La verdad es que el torero de Pepino –que es su pueblo- estuvo mucho más suelto, solvente y convincente con el sexto. Fue otro de los buenos toros que se trajo la familia Domecq Noguera que, como el resto de la tropa de Don Tello, hizo surcos por el suelo en la brega. Un grandioso par de Fernando Sánchez, que le va la marcha, terminó de calentar el ambiente. Y ahí si se vio un matador con recursos para escenificar una faena y administrar una embestida que no estaba sobrada de brío. En su labor hubo momentos excelentes, como un inesperado natural tan largo como un meandro o uno de pecho que embelesó al público. Mientras sonaba Dávila Miura se mascaba esa tercera y merecida oreja mientras los noveleros se frotaban las manos sabiendo que iban a sumar un nuevo vídeo a sus móviles, que de eso va parte del asunto. La espada, como en el tercero, fue eficaz. Ya saben el resto de la historia.

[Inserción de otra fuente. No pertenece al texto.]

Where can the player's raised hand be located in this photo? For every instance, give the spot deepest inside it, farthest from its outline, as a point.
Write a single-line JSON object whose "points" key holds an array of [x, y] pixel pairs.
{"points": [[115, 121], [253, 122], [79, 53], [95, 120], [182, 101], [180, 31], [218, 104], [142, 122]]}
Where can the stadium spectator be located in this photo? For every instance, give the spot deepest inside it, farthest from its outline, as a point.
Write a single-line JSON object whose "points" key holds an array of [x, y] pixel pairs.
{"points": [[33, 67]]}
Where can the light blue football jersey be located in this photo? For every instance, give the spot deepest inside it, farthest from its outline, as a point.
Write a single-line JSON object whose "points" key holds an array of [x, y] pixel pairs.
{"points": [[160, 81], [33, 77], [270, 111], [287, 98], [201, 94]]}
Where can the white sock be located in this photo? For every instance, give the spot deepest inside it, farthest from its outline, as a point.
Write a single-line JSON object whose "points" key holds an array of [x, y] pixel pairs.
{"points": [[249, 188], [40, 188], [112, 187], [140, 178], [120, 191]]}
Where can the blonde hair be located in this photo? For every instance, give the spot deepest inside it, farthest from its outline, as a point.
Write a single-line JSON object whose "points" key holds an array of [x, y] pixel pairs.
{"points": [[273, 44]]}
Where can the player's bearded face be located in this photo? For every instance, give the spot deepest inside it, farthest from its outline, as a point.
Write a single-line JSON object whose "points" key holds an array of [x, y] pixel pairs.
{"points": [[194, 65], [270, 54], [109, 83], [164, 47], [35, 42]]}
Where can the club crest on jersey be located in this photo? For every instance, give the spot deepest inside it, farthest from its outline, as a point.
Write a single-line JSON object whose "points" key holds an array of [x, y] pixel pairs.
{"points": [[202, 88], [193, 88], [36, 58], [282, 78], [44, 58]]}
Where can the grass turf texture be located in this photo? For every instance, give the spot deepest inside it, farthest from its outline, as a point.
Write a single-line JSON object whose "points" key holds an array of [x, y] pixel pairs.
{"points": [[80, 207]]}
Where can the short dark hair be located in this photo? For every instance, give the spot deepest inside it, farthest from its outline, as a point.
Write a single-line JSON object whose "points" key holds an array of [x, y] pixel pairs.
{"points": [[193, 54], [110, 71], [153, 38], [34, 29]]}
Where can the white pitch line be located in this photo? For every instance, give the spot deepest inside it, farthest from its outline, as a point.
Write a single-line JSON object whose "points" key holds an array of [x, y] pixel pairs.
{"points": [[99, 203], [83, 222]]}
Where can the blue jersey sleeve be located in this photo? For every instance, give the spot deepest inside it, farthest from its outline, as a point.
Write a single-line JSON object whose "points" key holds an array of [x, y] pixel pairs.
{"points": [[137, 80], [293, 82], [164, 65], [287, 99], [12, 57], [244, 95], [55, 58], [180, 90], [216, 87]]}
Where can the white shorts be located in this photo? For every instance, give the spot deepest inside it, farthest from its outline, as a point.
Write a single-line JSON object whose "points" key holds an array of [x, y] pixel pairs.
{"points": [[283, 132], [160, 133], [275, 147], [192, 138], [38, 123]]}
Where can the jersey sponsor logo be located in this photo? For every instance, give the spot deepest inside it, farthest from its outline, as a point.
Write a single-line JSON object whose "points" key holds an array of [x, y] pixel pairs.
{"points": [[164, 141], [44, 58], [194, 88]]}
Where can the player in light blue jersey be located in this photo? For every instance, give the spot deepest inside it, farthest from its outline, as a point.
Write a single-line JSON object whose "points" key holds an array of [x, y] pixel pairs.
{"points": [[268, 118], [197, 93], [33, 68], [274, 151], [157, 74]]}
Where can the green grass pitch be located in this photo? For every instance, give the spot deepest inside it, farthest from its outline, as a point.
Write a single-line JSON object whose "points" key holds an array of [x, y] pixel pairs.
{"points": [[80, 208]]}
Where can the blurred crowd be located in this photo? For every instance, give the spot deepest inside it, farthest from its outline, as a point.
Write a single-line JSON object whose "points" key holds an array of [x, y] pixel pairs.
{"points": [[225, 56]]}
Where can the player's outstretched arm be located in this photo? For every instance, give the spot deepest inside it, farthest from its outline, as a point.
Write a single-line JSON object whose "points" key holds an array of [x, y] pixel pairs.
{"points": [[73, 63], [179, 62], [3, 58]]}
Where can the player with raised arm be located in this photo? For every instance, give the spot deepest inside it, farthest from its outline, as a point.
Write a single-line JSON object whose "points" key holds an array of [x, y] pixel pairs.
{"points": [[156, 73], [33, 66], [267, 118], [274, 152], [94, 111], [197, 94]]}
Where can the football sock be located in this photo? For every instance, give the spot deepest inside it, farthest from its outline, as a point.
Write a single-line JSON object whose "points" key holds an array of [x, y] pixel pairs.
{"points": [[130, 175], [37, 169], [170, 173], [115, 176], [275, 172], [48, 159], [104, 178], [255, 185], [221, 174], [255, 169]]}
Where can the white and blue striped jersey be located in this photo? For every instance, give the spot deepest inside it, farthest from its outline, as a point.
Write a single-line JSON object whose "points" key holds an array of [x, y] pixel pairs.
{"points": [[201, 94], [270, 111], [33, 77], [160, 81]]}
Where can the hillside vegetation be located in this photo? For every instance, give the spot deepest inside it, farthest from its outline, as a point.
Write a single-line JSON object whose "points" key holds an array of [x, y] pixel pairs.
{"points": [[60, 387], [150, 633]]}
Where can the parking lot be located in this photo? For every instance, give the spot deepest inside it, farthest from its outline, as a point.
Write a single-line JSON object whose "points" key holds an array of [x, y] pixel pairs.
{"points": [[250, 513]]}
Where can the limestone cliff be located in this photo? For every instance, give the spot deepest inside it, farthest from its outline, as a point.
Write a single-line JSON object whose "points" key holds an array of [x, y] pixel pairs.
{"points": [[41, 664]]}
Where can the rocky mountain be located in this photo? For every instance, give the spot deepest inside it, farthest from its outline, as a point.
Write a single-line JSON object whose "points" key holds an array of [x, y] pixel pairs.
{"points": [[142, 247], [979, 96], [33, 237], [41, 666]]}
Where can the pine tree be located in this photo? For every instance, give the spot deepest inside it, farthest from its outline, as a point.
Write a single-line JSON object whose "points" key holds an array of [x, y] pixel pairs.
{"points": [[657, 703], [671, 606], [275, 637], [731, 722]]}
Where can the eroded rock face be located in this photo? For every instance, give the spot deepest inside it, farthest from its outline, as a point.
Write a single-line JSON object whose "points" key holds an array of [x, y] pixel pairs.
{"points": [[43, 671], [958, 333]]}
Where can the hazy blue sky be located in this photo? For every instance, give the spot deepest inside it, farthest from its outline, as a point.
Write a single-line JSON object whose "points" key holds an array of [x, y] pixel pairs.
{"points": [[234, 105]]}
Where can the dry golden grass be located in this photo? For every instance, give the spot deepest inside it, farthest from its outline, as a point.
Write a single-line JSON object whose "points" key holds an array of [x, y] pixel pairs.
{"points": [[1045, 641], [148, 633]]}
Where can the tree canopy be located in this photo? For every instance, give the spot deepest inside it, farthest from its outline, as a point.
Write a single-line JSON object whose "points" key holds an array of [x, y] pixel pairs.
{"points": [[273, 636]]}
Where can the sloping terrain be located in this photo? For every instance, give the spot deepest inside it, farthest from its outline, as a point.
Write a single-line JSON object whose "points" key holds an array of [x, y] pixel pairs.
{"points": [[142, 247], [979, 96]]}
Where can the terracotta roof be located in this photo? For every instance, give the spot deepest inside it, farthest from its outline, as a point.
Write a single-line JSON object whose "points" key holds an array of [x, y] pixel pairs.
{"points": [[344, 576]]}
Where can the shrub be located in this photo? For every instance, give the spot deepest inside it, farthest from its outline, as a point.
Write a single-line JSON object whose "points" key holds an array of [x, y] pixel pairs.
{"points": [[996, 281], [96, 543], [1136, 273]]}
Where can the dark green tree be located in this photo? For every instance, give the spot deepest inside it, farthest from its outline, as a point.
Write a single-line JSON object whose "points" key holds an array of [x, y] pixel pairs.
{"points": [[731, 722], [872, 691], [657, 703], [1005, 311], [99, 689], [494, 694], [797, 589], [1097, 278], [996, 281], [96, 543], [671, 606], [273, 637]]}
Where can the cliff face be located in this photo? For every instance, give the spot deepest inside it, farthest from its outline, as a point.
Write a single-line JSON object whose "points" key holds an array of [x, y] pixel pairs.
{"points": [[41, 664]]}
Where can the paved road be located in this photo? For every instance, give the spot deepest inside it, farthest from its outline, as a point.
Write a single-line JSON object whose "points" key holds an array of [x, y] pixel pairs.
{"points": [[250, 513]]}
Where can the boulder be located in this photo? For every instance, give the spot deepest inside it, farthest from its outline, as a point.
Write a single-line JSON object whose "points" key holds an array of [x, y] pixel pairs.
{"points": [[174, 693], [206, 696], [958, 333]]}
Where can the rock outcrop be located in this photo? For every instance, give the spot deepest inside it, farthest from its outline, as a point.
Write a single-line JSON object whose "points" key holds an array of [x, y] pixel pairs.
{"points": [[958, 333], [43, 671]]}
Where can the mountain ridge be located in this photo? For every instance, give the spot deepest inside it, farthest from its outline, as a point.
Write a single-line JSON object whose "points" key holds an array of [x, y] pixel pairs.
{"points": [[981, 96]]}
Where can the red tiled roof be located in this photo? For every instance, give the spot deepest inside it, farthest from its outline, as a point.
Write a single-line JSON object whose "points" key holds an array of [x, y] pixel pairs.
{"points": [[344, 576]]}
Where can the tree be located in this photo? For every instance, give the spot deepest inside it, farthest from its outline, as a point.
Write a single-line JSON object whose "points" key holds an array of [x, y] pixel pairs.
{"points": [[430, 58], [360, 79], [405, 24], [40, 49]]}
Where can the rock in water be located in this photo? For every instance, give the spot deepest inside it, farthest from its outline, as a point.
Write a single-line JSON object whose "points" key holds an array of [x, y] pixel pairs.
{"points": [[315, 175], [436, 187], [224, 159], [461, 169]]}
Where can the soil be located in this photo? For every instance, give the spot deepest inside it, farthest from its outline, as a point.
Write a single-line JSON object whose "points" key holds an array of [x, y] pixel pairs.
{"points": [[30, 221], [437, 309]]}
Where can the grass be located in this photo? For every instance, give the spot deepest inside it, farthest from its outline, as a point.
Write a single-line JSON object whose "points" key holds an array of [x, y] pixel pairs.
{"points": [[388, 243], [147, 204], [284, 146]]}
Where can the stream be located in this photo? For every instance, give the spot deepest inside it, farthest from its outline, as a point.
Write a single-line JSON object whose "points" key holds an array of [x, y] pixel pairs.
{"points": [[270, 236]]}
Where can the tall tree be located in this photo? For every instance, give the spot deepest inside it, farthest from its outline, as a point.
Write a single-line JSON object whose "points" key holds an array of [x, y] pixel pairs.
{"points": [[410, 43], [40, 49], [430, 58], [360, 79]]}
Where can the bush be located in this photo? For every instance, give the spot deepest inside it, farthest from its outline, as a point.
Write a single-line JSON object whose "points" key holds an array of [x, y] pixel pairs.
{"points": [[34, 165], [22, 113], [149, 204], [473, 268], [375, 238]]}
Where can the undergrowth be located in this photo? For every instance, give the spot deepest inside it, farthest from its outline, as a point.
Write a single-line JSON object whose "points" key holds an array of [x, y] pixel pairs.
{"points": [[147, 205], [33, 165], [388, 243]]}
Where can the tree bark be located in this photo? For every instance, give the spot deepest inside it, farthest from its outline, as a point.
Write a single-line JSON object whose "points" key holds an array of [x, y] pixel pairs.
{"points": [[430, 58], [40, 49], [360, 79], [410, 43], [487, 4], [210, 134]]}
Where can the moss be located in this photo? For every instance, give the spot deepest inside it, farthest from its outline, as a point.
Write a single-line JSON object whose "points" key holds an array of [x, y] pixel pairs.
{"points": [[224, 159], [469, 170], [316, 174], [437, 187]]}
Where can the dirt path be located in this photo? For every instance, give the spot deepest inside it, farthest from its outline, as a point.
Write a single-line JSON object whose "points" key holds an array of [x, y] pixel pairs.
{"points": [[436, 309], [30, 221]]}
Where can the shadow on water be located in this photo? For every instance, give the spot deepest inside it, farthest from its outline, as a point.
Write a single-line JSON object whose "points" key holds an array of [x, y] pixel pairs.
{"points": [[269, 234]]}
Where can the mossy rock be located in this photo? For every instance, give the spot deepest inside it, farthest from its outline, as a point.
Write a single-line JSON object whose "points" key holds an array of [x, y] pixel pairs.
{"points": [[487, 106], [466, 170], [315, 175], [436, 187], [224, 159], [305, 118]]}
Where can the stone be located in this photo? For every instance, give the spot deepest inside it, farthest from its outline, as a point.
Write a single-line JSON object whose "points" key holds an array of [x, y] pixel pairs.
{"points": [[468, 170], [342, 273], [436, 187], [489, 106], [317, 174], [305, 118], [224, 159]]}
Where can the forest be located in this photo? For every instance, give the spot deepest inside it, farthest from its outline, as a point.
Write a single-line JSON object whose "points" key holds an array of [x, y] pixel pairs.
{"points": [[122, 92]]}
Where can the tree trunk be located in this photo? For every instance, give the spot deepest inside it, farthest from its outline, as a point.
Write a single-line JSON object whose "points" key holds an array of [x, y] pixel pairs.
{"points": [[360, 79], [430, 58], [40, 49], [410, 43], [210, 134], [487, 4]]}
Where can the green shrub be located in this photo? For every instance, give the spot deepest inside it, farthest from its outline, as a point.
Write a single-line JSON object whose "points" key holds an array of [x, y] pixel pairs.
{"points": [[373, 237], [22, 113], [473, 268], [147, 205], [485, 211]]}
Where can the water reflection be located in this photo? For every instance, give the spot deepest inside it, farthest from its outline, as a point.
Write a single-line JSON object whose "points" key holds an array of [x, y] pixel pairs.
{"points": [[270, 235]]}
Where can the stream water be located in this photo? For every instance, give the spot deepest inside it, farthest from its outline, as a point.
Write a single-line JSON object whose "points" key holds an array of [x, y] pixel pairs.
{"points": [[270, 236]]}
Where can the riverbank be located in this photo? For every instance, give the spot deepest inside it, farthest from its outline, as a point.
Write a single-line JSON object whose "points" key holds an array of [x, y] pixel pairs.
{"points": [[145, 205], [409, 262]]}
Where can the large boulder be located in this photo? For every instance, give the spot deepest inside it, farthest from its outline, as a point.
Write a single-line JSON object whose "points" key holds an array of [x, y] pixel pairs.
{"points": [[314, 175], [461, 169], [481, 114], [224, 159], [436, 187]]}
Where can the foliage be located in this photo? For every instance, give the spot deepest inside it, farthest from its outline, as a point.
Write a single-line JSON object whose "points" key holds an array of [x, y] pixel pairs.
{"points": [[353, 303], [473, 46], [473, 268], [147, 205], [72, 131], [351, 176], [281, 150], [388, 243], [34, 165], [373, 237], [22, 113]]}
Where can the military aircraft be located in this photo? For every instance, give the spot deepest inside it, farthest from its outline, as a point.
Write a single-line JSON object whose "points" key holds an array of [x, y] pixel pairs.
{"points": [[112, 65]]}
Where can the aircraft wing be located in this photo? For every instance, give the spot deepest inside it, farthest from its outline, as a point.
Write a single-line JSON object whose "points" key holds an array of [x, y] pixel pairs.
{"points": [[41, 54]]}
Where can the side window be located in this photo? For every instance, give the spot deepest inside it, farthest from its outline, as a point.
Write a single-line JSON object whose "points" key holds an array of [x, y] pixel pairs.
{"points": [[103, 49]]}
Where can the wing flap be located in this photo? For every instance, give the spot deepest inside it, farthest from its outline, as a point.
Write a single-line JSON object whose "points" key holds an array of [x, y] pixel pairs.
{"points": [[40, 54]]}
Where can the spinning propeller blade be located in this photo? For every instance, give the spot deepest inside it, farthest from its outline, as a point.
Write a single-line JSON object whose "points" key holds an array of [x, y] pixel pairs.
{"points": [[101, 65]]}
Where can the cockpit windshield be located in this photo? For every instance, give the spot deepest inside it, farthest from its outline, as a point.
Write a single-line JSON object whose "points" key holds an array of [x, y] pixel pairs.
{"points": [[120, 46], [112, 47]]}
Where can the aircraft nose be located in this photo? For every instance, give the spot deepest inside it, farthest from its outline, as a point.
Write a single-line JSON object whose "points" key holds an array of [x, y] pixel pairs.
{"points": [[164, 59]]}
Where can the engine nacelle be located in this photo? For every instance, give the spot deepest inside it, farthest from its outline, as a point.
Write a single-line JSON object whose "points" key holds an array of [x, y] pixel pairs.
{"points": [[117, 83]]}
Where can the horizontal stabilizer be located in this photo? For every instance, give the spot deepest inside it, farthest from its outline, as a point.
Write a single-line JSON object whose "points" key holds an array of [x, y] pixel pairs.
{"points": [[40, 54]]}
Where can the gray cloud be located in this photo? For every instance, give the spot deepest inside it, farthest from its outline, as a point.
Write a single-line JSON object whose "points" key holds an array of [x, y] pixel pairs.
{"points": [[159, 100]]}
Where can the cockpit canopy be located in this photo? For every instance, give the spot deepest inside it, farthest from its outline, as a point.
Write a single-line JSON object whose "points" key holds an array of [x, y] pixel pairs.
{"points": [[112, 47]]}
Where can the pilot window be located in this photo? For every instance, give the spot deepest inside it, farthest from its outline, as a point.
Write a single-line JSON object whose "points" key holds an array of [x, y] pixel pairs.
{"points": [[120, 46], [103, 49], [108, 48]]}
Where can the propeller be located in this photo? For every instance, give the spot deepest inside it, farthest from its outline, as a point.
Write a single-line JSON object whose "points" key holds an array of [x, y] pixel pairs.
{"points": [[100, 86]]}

Y sigan sumando toros de interés como el más que boyante primero, un animal pronto, con clase y de rebosantes embestidas que descubrió las horas más bajas de un Manzanares incapaz de hilar ni cuajar nada, refugiado en pausas y paseos y series de dos más uno. Al alicantino, y ahí no caben paliativos, se le fue clamorosamente; sin ninguna excusa. Si los toreros a veces se quejan de su suerte, a los toros nadie les pregunta. El cuarto, tan enclasado como blando, permitió a Josemari mejorar parcialmente la paupérrima impresión dejada con el primero de su lote. Su toreo tuvo mejor dibujo y reunión y la faena un planteamiento más nítido. Eso sí, en otro tiempo le habría formado un lío gordo. Extrañó que se empeñara en recibir a un astado tan blando antes de ponerse a pinchar hasta agarrar el volapié definitivo.
El segundo espada era Pablo Aguado que sorteó un sobrero geniudo y manso que había sustituido a un titular que se paró en la lidia. ¿Justificaba esa circunstancia la devolución? Pues vaya usted a saber. Se lidió con premiosa lentitud y cuando Pablo, al fin, pudo ponerse delante, sólo pudo comprobar que echaba la cara arriba y estaba loco por rajarse. Mucha más clase iba a tener el quinto pero tan lastrado de fuerzas que acabó sentenciando el templado inicio de una faena que, como el toro, fue a menos en todo. Por cierto, el aforo de dos tercios cortitos en un jueves de farolillos, pese al intenso calor, también merece su propio análisis.
FICHA DEL FESTEJO
Ganado: Se lidiaron seis toros de Jandilla, bien presentados. El mejor por exigente, pronto y codicioso fue el tercero de la tarde que quedó en parte inédito. Tuvo clase, boyantía y excelente tranco el primero. Tercero y cuarto sumaron tanta clase como pocas fuerzas. Humilló y sirvió mucho el sexto. El segundo, sobrero del mismo hierro, fue el peor por geniudo y manso.
Matadores: José María Manzanares, de nazareno y oro, palmas tras aviso y silencio
Pablo Aguado, de tabaco y oro, silencio y silencio
Tomás Rufo, de ‘feldgrau’ y oro, dos orejas y oreja
Incidencias: La plaza registró dos tercios de entrada en tarde de calor sideral. Saludaron los banderilleros Diego Vicente, Juan Sierra, Fernando Sánchez y Andrés Revuelta.